É bastante diferente da forma como habitualmente trabalho. É um exercício de diálogo com a poesia, em que acabo por me expressar de forma mais subtil e contida, para dar foco à leitura. Nas Terças estou sobretudo a improvisar em tempo real a partir de loops que preparo previamente, e que vou adaptando de acordo com a programação das leituras. Tem sido muito enriquecedor e fez-me ganhar interesse em explorar sonoridades mais próximas do ambient.

Dá para sentir algumas influências, mas tens claramente um conjunto de ideias muito tuas. Para que referências – musicais ou não – apontas na tua criação?

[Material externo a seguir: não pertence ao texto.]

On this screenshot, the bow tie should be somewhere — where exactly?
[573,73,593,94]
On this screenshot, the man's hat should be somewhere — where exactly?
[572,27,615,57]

Sou um ávido consumidor de música, portanto as minhas influências acabam por estar espalhadas por todos os géneros. Dentro da electrónica as mais óbvias serão provavelmente Aphex Twin, Autechre, Oneohtrix Point Never, SOPHIE e Iglooghost. Noutras andanças, sou grande fã dos Animal Collective e dos Deerhoof, e acho que essas talvez sejam as referências fora da electrónica que mais pesam na minha criação. Quanto à literatura, ultimamente tenho-me interessado muito por realismo mágico, e destaco o Jorge Luis Borges e a banda desenhada do José Carlos Fernandes como referências principais.

Com que artistas gostarias de trabalhar futuramente? Quais são os planos do Dragão Inkomodo?

Ando com vontade de fazer algo mais próximo do hip hop, e tenho andado a fazer umas experiências com o Wugori, que é um amigo que já conheço desde os tempos do secundário e que anda a lançar coisas muito interessantes.

Fora isso, tenho um álbum meio ambient/drone praticamente acabado que espero lançar em breve, e um conceito para uma série de EPs que ando a desenvolver.